Chaque collectif adapte de tels stylèmes 6 à ses objectifs propres : investigation sur le terrain, pamphlet documenté ou démonstration théorique. Les Ciné-Tracts, par exemple, entreprise collective toujours à l’initiative de Chris Marker et qui associe de nombreux protagonistes de l’avant-garde française tels Jean-Luc Godard, Alain Resnais, Hélène Chatelain, Jacques Loiseleux et beaucoup d’autres, constituent une forme simple 7 du compte-rendu visuel. Chaque ciné-tract consiste à refilmer des photographies de Mai 68 et de l’actualité dans le monde en créant un bref collage visuel de trois minutes ; hormis l’un d’entre eux, tous sont muets et hormis le « n° 1968 » hors-série, tous sont en noir et blanc. Selon leur protocole, les ciné-tracts doivent « contester-proposer-choquer-informer-interroger-affirmer-convaincre-penser-crier-rire-dénoncer-cultiver » afin de « susciter la discussion et l’action » 8. Ce travail de Compte-rendu se transforme en Essai sous les mains de Jean-Luc Godard pour les Ciné-Tracts 7, 8, 9, 10, 12, 13, 14, 15, 16 (ainsi que 23 et 40). Les deux formes tombent évidemment sous la notion de « Rapport » : au sens militaire, Rapport visuel sur une situation de guerre sociale (les Ciné-Tracts de contre-information conformes au protocole markerien) ; au sens godardien contestant le caractère déjà donné du réel, du fait et de l’événement avant analyse et reconfiguration, investigation provocante sur les rapports entre les images, rapports entre les images et l’histoire, rapports entre le symbolique et le performatif, ce qui deviendra plus tard le titre de l’un des essais les plus systématiques, Le Rapport Darty (1989).

2 – La Pointe visuelle

Le ciné-tract hors-série numéroté « 1968 », fruit de la collaboration entre le peintre Gérard Fromanger et Jean-Luc Godard, constitue la version filmique d’une affiche créée par Fromanger dans le cadre des Ateliers Populaires de l’École des Beaux-Arts, d’où sortirent les emblèmes les plus célèbres de Mai 68 : le rouge du drapeau français déborde sur les deux autres couleurs jusqu’à tout envahir (depuis plusieurs années déjà, Gérard Fromanger travaillait sur les coulures rouges, qui constituèrent l’affiche de son exposition à la galerie Parti-Pris de Grenoble en juillet-août 1966). C’est aussi une « pointe » visuelle, une figure d’acuité, selon l’expression de Baltasar Gracian, jésuite espagnol aimé des Situationnistes. Et puis, c’est un prêté pour un rendu, une réponse somme toute courtoise et rieuse à d’autres peintres et cinéastes engagés, Pommereulle, Erro, Stämpfli : en 1967, ceux-ci venaient d’organiser une exposition intitulée « la Peinture en action » qui consistait, non pas à montrer des tableaux, mais à programmer des films de Fritz Lang, Eisenstein… et Godard. En 1969, Gérard Fromanger en réalise une version augmentée à la demande de Marin Karmitz, pour servir de bande-annonce au film Camarades, histoire d’un jeune ouvrier qui monte à Paris et y découvre les nécessités de la lutte révolutionnaire. Fromanger reprend le même motif de drapeau, y ajoute une bande-son enregistrée dans l’usine Renault de Boulogne-Billancourt et une série de sérigraphies qu’il commente ainsi : « Dix images de juste colère ouvrière devant la sauvagerie policière et dix images de drapeaux qui sur un mur crèvent ce mur comme au cinéma crève l’écran une image belle et dure » 9.
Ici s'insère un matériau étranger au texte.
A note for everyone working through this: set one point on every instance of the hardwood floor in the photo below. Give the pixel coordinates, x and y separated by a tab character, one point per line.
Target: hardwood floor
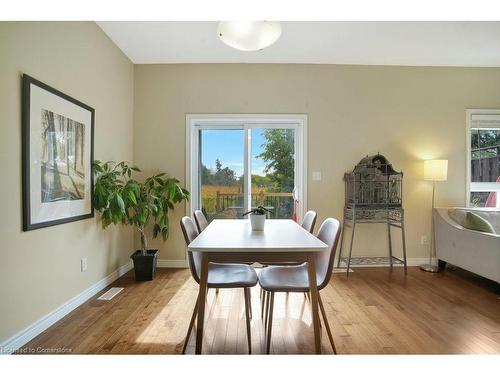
373	311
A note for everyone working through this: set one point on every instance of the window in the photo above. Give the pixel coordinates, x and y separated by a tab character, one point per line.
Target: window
239	162
483	158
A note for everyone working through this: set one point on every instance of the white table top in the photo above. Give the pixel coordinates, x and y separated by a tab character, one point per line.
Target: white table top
237	235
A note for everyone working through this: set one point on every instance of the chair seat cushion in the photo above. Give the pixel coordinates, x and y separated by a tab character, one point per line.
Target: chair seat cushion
225	275
284	278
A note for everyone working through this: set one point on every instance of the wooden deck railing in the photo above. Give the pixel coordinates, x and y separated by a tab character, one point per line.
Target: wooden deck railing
273	201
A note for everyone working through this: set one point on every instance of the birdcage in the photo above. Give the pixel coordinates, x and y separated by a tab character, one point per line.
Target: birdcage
373	194
373	183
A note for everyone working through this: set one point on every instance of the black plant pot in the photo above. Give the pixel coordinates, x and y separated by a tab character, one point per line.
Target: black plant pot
145	265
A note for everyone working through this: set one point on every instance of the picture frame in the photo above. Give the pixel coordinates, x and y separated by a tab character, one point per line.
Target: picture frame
57	156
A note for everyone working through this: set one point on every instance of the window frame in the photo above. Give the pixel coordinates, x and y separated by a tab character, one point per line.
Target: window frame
196	122
474	186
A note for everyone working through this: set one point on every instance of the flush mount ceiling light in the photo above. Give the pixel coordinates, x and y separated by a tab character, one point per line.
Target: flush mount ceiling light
249	35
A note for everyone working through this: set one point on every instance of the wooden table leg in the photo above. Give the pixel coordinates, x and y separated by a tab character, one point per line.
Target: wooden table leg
313	288
202	296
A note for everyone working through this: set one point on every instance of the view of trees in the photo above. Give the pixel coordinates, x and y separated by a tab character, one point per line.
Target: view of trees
278	155
485	143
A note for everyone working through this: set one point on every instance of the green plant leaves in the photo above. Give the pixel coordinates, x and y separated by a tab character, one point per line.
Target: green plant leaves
121	199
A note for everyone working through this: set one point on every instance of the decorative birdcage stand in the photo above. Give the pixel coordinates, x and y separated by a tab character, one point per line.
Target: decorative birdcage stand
373	195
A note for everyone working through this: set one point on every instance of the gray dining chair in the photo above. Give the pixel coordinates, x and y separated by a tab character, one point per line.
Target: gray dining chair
309	221
201	220
308	224
221	276
295	278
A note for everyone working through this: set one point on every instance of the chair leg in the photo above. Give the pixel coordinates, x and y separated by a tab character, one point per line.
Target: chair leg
250	302
191	323
270	323
262	302
323	313
247	318
266	314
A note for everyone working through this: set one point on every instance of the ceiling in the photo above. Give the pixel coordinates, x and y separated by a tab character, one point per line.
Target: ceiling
361	43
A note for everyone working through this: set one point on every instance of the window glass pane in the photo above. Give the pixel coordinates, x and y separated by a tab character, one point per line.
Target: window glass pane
273	171
484	199
485	155
221	173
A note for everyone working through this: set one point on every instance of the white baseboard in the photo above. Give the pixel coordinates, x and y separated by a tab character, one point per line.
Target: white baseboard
411	262
19	339
168	263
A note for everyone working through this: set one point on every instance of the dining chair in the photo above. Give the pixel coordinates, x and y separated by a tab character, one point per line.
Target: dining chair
201	220
221	276
309	221
295	278
308	224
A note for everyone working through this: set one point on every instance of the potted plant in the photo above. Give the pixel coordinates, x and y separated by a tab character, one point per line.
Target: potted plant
121	199
257	217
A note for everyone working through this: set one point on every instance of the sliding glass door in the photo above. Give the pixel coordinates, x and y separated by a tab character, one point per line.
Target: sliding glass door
221	173
273	170
239	165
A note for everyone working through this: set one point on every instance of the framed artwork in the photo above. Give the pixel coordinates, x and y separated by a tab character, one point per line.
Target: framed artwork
58	152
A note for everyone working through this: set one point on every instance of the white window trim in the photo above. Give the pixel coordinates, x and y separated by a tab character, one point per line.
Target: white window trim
476	186
247	121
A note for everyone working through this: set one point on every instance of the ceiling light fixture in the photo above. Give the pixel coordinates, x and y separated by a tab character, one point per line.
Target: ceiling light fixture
249	35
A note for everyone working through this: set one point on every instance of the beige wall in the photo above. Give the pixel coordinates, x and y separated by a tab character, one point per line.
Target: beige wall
406	113
40	269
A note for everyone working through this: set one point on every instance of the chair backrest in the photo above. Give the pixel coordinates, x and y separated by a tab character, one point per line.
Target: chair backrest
201	220
329	233
309	221
190	233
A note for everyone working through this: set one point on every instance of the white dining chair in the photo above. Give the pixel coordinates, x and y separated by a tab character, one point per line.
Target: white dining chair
295	278
220	276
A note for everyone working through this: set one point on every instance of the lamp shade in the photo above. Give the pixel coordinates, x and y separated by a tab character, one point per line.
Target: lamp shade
249	35
435	170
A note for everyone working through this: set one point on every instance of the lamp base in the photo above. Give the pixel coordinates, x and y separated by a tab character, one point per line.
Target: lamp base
429	268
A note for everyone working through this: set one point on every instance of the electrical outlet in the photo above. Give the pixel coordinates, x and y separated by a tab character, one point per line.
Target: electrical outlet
424	240
83	264
316	176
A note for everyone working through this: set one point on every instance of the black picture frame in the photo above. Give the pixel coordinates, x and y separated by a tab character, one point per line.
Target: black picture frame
27	83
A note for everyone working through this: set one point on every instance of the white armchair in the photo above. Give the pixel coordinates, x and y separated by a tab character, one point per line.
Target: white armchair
471	250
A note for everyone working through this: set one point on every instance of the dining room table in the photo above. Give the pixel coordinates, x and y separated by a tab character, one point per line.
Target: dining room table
233	240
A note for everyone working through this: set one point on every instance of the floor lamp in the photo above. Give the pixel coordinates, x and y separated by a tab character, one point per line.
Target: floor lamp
434	170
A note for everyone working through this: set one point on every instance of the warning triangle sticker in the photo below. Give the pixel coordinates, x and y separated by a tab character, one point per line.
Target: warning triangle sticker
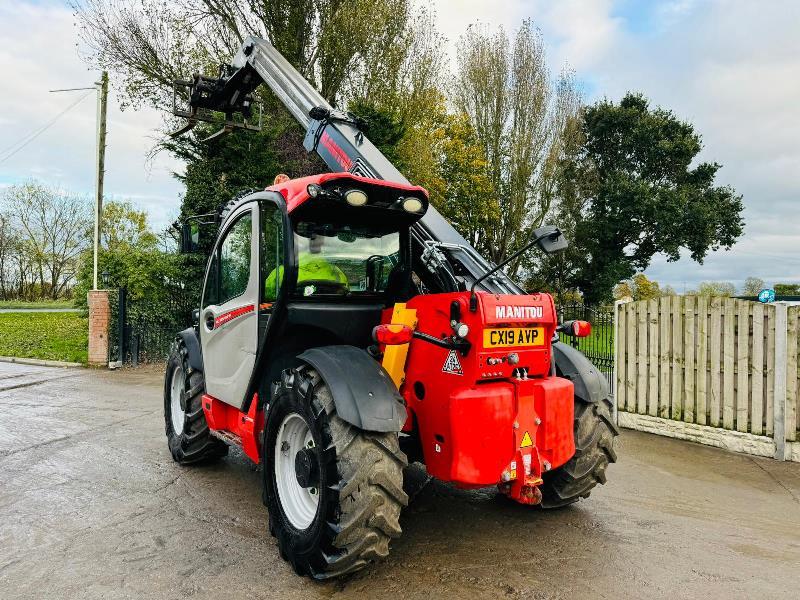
452	365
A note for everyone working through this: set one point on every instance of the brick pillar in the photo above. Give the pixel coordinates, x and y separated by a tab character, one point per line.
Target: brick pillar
99	321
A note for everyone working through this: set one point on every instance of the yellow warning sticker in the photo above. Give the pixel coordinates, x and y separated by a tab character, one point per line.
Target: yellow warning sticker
526	441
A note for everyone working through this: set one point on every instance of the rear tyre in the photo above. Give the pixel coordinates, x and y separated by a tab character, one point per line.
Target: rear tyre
594	451
189	439
334	492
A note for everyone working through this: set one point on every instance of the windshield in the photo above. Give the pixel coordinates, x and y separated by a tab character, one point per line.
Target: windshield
336	259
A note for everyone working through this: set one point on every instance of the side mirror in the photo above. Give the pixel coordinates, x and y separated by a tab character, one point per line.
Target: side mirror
190	237
550	239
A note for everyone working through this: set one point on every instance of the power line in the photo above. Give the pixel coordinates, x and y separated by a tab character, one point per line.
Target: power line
25	140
Les Ciné-tracts, la série Nouvelle Société, la série On vous parle de renouent avec les pratiques inventives de l’agit-prop, des Kino-Pravda de Vertov, des agit-films d’Alexandre Medvedkine ou des sketchs des Blouses Bleues, collectifs théâtraux soviétiques qui improvisaient sur l’actualité ; en ce sens, bondissante beauté de l’histoire des arts, les années 70 mettent à jour les années 20. De nombreux auteurs se fondent, au moins provisoirement, dans l’anonymat des collectifs ; d’autres naissent en tant qu’auteurs au sein des groupes : Tobias Engel, Nicole et Félix Le Garrec, Jean-Louis Le Tacon… D’autres inlassablement tournent, produisent, diffusent, assurent le lien entre les collectifs, les auteurs, les medias (photographie, cinéma, télévision, journaux) : Chris Marker et Roger Pic, exemplairement, que l’on peut voir remerciés sur la pancarte tenu par l’un des camarades de Holger Meins et de Harun Farocki manifestant contre la guerre du Vietnam au festival EXPRMNTL de Knokk le Zoute dès 1967. Quant à Philippe Garrel, il tourne, selon Godard, « Le plus beau film sur Mai 68 », en 35mm, pour l’instant perdu. Trois grandes tendances, non exclusives bien sûr, se dessinent : favoriser l’autonomie des protagonistes des luttes en les formant au maniement des instruments cinématographiques (Groupes Medvedkine, Front paysan…) ; travailler sur la description des conflits (Iskra, Cinéma Libre, l’UPCB, Cinélutte, les Cahiers de Mai, le Grain de Sable, Cinéma Politique…) ; inventer et enrichir les formes cinématographiques de questionnement et d’argumentation (Groupe Dziga Vertov, Groupe Cinéthique). Rarement le cinéma aura autant approfondi collectivement ses puissances descriptives et analytiques ; et les années 1967-1975 constituent l’une des rares périodes dont les historiens pourront établir l’histoire à partir de nombreuses sources audiovisuelles qui pour une fois n’auront dépendu d’aucun pouvoir, ni économique ni étatique.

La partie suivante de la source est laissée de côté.